While the idea of having conversations with artificial intelligence might seem like a gateway to a Skynet future, chatbots are seen as a massive growth industry in the coming years. Employed by the likes of Facebook, health care institutions, and even public service websites. Watson is ahead of the curve in this area, so applying its level of conversational ability to something like Slack makes a lot of sense.

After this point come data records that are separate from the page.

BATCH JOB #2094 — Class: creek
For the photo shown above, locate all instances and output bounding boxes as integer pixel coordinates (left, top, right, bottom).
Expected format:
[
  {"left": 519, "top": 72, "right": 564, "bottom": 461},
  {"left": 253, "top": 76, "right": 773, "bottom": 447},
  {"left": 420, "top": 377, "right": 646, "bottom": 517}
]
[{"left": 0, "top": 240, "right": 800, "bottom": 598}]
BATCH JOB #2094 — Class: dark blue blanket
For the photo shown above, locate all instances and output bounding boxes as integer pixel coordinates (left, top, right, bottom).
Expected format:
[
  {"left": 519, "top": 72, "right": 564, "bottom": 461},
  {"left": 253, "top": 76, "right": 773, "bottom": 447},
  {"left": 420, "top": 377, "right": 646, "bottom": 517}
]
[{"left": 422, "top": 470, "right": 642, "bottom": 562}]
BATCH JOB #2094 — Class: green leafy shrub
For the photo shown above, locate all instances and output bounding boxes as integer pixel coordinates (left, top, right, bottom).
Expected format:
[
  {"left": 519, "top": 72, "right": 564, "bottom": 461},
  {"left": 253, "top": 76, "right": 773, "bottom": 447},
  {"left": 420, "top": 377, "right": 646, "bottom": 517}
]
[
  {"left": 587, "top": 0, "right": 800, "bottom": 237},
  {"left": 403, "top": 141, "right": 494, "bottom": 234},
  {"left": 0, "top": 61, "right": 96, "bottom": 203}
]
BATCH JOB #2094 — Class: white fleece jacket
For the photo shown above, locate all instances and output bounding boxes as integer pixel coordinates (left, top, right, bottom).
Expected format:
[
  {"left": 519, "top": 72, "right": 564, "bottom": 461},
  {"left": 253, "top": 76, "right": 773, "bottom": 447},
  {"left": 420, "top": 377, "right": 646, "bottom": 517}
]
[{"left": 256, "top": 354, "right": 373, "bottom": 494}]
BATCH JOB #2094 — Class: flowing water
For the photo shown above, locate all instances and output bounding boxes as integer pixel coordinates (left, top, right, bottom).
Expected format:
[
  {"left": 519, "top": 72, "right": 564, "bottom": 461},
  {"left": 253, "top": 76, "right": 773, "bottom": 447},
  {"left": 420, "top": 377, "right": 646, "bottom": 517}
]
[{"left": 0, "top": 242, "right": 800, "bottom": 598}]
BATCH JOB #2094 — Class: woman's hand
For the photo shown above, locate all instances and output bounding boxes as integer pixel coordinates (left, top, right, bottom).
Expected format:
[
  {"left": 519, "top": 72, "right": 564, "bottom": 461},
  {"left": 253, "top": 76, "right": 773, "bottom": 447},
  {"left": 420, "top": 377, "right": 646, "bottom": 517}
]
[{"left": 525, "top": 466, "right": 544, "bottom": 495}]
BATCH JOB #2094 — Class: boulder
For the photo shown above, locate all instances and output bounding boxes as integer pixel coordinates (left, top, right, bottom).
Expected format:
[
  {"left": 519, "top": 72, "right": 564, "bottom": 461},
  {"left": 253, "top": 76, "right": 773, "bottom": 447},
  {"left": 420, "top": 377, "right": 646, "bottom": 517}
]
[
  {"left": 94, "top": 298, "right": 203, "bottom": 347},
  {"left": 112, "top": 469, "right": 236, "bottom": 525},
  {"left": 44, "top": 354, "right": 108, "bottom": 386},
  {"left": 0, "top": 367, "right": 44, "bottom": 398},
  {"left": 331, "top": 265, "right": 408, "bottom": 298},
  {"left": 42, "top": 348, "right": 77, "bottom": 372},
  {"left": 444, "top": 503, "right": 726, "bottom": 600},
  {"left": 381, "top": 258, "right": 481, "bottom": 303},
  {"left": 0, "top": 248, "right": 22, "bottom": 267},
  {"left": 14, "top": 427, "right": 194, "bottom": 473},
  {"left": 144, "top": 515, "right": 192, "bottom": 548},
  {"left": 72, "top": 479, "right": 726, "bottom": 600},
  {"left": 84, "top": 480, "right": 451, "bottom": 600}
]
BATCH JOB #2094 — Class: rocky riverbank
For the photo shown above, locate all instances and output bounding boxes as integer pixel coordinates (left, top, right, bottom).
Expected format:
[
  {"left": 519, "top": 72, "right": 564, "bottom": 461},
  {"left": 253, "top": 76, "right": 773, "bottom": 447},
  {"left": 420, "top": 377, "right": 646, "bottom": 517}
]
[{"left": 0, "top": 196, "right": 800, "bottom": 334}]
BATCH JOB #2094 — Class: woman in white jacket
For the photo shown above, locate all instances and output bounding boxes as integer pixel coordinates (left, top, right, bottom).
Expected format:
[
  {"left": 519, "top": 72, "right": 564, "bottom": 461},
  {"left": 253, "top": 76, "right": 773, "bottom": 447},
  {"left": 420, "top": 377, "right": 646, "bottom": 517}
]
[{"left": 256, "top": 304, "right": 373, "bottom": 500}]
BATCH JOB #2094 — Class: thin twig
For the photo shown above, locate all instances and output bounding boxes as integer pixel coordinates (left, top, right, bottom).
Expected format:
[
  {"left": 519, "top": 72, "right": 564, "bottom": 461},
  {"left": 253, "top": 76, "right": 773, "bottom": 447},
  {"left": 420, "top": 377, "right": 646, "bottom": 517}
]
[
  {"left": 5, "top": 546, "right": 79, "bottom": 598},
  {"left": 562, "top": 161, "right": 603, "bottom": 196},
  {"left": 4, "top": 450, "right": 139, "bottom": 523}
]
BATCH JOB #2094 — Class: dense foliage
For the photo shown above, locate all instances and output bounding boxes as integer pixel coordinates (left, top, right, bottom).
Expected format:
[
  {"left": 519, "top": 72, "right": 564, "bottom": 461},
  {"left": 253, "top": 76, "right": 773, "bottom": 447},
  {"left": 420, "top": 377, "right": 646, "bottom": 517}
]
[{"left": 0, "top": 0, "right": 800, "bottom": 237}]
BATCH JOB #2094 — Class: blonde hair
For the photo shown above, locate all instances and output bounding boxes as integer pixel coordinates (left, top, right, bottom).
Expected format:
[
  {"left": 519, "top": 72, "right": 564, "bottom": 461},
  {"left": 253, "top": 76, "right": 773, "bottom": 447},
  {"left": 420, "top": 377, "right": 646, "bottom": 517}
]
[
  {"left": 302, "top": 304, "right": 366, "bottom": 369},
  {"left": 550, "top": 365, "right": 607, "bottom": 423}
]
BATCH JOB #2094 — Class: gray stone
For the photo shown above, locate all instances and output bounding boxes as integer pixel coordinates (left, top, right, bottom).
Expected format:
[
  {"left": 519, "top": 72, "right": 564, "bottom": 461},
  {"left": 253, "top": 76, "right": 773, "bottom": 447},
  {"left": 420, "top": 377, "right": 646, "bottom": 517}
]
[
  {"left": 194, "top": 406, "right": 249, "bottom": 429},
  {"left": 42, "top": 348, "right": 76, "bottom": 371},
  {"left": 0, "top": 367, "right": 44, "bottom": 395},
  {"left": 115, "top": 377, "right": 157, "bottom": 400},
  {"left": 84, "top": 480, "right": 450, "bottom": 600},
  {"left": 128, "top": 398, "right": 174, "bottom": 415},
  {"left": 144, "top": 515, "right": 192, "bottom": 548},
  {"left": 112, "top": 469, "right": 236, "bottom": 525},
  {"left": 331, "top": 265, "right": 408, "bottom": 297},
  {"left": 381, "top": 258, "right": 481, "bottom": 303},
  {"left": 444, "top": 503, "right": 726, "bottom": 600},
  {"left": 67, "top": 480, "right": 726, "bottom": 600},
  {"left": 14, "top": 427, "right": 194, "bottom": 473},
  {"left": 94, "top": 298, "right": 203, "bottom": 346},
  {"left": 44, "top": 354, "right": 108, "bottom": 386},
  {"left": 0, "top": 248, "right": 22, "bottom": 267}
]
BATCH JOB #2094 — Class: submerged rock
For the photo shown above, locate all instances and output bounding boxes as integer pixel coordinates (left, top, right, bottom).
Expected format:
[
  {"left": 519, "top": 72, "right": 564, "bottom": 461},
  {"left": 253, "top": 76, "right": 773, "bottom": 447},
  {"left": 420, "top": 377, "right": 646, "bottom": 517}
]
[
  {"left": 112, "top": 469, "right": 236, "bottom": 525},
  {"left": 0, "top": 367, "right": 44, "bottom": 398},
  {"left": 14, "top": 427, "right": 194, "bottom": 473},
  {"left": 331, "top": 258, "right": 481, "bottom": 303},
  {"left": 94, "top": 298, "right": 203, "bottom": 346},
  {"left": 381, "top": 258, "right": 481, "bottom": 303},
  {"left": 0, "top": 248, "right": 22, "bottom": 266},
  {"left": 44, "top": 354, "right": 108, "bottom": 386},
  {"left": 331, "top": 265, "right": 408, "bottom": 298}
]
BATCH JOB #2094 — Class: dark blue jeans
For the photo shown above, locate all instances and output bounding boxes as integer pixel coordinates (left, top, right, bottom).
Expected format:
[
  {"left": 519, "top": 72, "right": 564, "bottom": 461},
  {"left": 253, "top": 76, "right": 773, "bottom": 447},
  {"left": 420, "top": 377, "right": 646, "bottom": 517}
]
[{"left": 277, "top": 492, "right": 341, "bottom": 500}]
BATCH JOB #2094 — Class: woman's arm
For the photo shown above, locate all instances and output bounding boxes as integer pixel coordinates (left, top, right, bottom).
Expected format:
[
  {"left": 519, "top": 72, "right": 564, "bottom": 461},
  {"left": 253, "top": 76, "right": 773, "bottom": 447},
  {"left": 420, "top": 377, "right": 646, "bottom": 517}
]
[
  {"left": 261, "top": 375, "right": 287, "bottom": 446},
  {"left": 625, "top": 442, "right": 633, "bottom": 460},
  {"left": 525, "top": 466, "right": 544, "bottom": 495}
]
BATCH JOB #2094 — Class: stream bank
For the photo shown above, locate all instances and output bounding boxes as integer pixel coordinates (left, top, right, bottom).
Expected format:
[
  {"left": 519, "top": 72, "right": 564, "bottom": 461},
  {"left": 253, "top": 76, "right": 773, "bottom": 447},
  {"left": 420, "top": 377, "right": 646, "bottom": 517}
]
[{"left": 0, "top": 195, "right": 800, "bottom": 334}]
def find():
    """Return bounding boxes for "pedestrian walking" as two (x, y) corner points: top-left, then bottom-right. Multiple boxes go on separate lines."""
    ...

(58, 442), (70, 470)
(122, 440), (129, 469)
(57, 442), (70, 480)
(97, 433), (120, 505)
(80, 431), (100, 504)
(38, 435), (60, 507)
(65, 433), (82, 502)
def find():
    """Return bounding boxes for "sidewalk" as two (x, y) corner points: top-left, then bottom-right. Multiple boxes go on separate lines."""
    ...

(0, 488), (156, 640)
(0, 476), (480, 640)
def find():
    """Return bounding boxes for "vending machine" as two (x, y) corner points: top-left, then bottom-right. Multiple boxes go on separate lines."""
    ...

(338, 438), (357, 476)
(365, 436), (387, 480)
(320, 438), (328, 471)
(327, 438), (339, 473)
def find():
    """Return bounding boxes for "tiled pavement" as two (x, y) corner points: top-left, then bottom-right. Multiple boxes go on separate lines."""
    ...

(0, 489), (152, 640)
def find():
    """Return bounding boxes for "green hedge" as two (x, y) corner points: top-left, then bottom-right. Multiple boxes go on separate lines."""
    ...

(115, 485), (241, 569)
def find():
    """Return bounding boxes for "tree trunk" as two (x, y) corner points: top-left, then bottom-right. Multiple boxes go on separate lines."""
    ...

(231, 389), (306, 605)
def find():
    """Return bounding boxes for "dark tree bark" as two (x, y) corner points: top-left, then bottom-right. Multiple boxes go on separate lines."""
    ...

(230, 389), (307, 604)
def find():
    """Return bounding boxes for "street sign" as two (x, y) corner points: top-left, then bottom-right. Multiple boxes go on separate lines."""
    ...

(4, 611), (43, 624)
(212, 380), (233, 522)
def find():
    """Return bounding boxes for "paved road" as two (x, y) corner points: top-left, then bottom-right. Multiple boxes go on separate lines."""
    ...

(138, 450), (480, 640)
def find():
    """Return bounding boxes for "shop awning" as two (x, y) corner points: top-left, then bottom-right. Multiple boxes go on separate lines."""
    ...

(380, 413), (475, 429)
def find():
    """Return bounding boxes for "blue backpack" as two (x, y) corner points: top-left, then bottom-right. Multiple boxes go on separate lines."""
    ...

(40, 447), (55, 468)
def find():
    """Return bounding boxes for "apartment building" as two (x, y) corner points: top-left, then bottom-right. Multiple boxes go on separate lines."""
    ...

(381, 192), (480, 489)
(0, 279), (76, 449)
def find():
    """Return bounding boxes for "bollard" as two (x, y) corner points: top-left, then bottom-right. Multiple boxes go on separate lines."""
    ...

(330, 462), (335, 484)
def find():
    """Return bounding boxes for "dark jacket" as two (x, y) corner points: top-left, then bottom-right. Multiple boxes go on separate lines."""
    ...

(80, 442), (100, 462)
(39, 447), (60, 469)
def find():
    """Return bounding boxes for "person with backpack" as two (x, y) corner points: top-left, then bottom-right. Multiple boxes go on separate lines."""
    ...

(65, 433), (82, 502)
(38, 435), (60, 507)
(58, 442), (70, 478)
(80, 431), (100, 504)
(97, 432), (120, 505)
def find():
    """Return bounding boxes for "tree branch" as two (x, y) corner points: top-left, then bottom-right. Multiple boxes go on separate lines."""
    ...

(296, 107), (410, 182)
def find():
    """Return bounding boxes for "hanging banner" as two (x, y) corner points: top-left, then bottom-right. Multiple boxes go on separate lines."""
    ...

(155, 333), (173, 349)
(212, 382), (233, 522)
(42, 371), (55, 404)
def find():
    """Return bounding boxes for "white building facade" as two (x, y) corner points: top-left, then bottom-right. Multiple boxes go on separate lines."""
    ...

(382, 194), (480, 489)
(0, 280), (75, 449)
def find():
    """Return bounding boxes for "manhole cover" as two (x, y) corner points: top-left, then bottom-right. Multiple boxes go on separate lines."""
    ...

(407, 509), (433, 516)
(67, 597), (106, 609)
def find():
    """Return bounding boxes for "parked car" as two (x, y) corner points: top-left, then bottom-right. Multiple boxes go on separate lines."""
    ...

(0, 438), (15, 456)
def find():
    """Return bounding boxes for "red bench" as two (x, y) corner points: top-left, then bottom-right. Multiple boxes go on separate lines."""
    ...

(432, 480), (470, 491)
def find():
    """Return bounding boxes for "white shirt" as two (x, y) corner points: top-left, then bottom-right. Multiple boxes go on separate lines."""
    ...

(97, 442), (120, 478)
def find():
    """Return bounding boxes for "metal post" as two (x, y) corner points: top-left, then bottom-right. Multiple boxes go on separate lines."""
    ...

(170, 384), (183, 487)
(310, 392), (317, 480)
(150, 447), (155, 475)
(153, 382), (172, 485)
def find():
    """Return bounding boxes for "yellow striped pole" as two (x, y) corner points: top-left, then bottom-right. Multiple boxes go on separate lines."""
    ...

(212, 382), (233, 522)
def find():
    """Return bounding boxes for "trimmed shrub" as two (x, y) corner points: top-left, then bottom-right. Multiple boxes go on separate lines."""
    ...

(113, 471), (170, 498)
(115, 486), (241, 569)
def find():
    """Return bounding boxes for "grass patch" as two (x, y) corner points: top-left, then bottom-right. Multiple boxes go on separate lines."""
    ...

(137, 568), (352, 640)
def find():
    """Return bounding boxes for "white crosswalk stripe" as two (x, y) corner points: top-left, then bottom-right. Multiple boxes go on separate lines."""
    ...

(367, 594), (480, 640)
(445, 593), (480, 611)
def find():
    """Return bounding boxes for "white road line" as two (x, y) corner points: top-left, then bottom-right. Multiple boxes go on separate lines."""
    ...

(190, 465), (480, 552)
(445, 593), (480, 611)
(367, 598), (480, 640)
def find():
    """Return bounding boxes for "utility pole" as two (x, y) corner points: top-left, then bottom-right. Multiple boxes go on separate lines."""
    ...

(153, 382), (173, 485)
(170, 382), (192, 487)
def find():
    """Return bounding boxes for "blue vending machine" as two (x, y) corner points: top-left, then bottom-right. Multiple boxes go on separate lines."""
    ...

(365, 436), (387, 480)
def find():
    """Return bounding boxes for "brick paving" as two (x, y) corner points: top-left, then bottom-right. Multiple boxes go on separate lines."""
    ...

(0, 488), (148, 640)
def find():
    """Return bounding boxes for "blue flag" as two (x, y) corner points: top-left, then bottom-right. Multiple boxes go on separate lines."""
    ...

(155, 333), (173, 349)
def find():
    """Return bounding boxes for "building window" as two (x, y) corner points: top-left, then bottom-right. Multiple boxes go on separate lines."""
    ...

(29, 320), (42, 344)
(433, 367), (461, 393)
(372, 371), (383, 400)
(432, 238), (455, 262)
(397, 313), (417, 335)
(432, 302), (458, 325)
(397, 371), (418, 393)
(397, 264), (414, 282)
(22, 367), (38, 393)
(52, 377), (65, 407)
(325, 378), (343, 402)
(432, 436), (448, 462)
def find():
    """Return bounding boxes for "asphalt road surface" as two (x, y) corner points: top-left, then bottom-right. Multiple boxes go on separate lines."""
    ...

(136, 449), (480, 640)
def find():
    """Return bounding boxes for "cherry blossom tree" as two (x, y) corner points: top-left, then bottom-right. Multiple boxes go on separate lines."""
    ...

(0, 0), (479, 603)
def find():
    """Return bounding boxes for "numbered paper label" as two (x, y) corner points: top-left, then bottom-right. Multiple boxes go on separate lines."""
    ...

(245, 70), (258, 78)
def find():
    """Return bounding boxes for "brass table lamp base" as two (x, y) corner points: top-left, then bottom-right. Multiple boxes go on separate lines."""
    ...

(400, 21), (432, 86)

As it stands, Slack’s helper bot is rather simplistic. It can answer basic questions about how to use Slack, and can allow you to set reminders or searches through the help system for you to find relevant information. It’s handy, but hardly versatile. The idea behind the Watson implementation is to broadly increase its functionality.

Related: Watson makes its debut in the U.S. Open mobile app, making tennis fans smarter than ever

It will become more capable of answering complex queries, and will enable the chatbot’s communications to appear more lifelike and conversational (thanks Engadget).

This is just the start of Watson’s global rollout. After the Slackbot has been upgraded with its new intelligence suite, Slack and IBM will share their findings with other developers, making it possible for anyone to use the Watson Conversation API. That way, any number of developers can create new and intelligent chatbots.

IBM is already working on a new chatbot that could act as a network administrator of sorts, answering questions outages, network integrity, and more. This should take some of the load off of real network administrators, and also provide better and faster information to those who might need it.